Many thanks for sharing your gorgeous photos and stories of the people of Nepal. A handsome people, and that first girl is a stunning young beauty.


----------



## emydura (Apr 12, 2010)

nikv said:


> David,
> 
> Edited to add: I just now noticed in the school photo that all the boys are on the right and girls are on the left side of the photo. Is that normal to separate them?



I'm not sure about that. You would think so as it hardly seems random. There are a few boys on the left as there were no seats remaining on the right. I'll find out if that is normal. That was a great experience going to that school. The kids were so excited to see us. We told them a bit about Australia and showed them on there map where we were from.

David


----------



## emydura (Apr 12, 2010)

KyushuCalanthe said:


> The first girl is beyond beautiful - those eyes say it all.



Yes, it left me breathless when I first saw it and still does.

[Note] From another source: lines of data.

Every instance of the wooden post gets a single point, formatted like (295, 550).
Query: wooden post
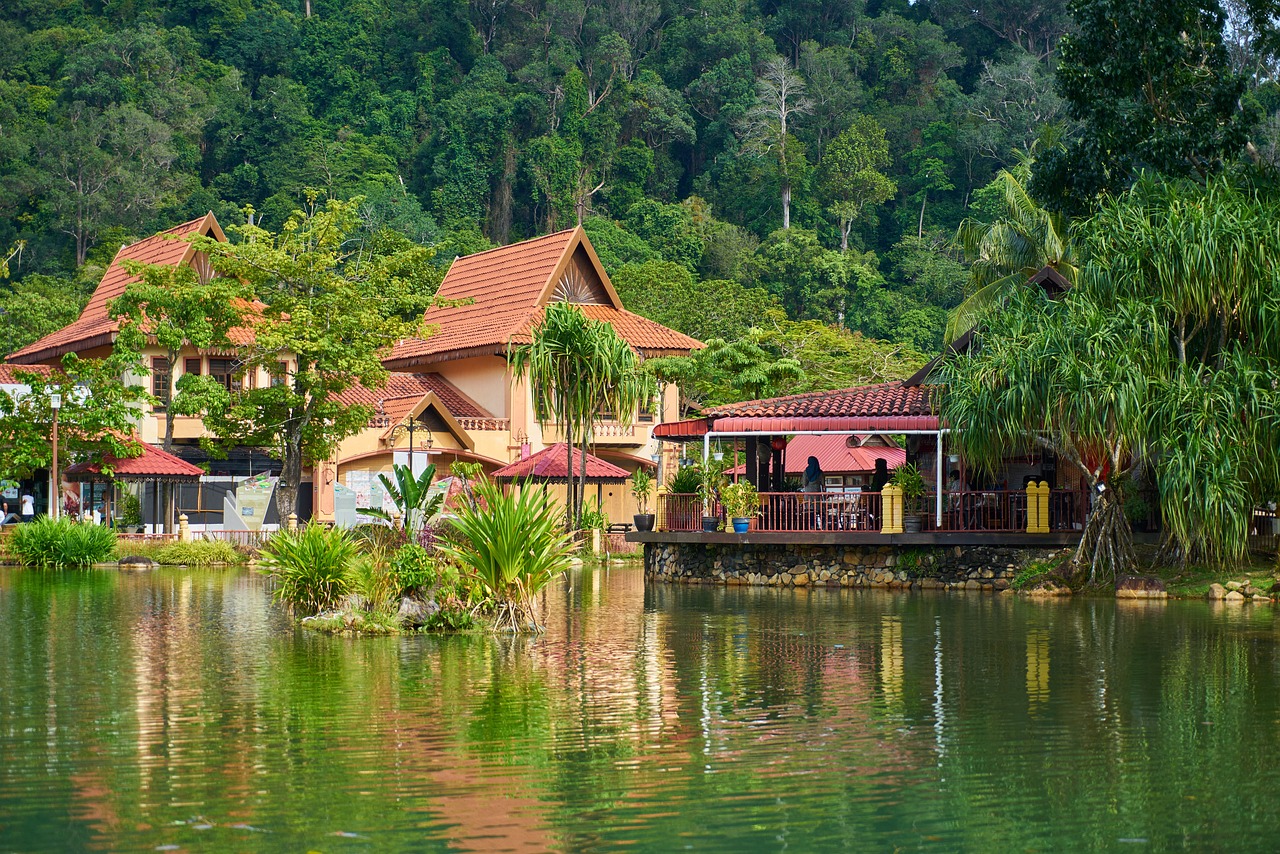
(891, 508)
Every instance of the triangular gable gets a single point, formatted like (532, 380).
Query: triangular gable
(95, 328)
(432, 401)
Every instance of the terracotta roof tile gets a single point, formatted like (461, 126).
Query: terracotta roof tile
(507, 287)
(549, 465)
(8, 373)
(859, 401)
(835, 455)
(401, 387)
(95, 327)
(152, 464)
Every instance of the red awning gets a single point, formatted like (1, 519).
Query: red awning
(549, 465)
(152, 464)
(860, 424)
(681, 430)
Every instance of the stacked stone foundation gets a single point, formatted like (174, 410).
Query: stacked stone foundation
(956, 567)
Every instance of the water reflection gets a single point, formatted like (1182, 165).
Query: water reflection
(181, 708)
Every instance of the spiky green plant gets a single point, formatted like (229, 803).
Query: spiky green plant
(312, 567)
(414, 499)
(62, 543)
(1009, 251)
(513, 546)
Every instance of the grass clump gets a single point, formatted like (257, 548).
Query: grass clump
(62, 543)
(312, 567)
(512, 546)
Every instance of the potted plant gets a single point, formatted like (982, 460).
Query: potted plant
(681, 512)
(741, 502)
(712, 479)
(909, 479)
(641, 484)
(131, 514)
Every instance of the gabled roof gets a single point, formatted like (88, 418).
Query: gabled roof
(401, 386)
(95, 328)
(507, 290)
(152, 464)
(549, 465)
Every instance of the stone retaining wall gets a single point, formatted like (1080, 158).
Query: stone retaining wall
(973, 567)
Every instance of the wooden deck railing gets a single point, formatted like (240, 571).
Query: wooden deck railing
(961, 511)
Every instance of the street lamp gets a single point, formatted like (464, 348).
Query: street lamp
(55, 402)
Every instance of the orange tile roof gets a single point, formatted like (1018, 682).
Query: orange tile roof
(549, 465)
(507, 288)
(95, 327)
(402, 388)
(152, 464)
(8, 373)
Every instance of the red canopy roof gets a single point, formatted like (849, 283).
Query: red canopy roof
(152, 464)
(887, 407)
(835, 455)
(549, 465)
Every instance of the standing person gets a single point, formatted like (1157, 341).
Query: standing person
(880, 476)
(813, 476)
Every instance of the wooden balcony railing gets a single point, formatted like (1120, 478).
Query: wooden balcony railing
(961, 511)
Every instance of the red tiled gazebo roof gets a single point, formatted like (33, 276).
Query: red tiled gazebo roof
(548, 465)
(152, 464)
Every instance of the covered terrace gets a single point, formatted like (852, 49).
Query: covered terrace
(978, 507)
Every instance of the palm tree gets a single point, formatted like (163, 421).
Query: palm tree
(579, 368)
(1005, 254)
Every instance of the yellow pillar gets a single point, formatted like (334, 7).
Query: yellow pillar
(1042, 497)
(1037, 507)
(891, 508)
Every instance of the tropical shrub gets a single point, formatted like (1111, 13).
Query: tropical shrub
(197, 553)
(513, 546)
(62, 543)
(312, 567)
(684, 482)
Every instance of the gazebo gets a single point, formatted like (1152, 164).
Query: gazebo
(152, 465)
(549, 466)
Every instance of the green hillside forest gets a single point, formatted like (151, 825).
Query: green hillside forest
(785, 179)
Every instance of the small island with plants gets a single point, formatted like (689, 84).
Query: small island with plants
(481, 566)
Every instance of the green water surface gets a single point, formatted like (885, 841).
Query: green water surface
(181, 711)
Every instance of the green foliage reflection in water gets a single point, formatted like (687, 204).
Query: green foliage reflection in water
(62, 543)
(515, 547)
(312, 567)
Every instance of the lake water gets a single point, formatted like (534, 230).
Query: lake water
(179, 709)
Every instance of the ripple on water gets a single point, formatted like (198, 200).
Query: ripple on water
(174, 711)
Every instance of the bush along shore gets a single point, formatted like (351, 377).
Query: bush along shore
(480, 570)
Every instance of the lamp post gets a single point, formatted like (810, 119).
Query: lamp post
(55, 402)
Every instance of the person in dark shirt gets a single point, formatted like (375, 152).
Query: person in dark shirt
(880, 476)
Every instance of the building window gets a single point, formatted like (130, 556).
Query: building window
(160, 380)
(225, 371)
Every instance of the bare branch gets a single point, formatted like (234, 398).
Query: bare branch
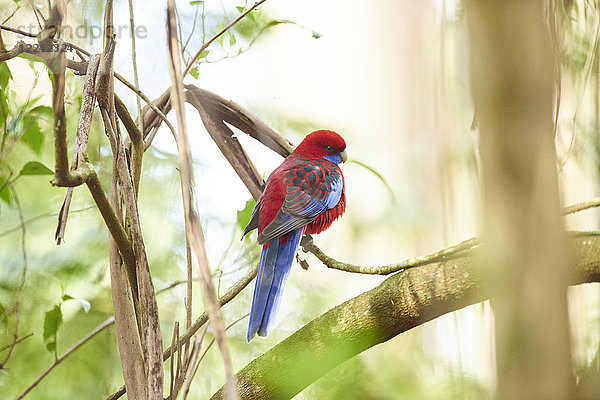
(193, 227)
(403, 301)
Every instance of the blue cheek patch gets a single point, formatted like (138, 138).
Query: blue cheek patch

That is why I printed it out. She was washing dishes next to a tap late in the day so the light was nice and soft. I was actually photographing her bothers near her but I really wanted to photograph her as I could see how incredibly striking she was. I asked her could I take a photograph of her. Unlike the other kids she wasn't throwing her self at me but said yes just the same. I think this is why the expession on her face is so perfect - just totally natural. 

I didn't know a lot about what makes a good portrait photograph when taking these but I have read up a bit since. This one is bit by the textbook. Shoulder leaning forward, head looking over the shoulder, head slightly tilted so one eye is higher than the other. All this combined with an exquisite look. I like the hair running over the eye, nose and mouth as well. The 2nd photo of the young boy is similar and another one I really like.

David


----------



## Yoyo_Jo (Apr 12, 2010)

Beautiful photographs. And I agree with the others, worthy of National Geographic :clap:


----------



## Leo Schordje (Apr 13, 2010)

Really beautiful photos David. Thank you. I love the changes in the way the women dress (esp. necklaces & facial jewelry) as you walked from one village to another.


----------



## Clark (Apr 13, 2010)

Your photos are amazing!


----------



## Scooby5757 (Apr 13, 2010)

Great photos! I enjoyed them so much last night i shared them with friends working at studio last night. Everyone loved them and enjoyed the window to Nepal. Excellent work! :clap:

(Everyone noted there was no marijuana growing next to our classroom/building)


----------



## SlipperFan (Apr 13, 2010)

Beautiful faces captured so naturally. That's not easy to do. Thanks for sharing these!


----------



## JeanLux (Apr 17, 2010)

Superb pics, and, as Dot stated, so natural!!!! It was really an excellent complement of your landscape photos!!!! As some others, if I had to look for favs., I would take the last and the first, but all are... Jean


----------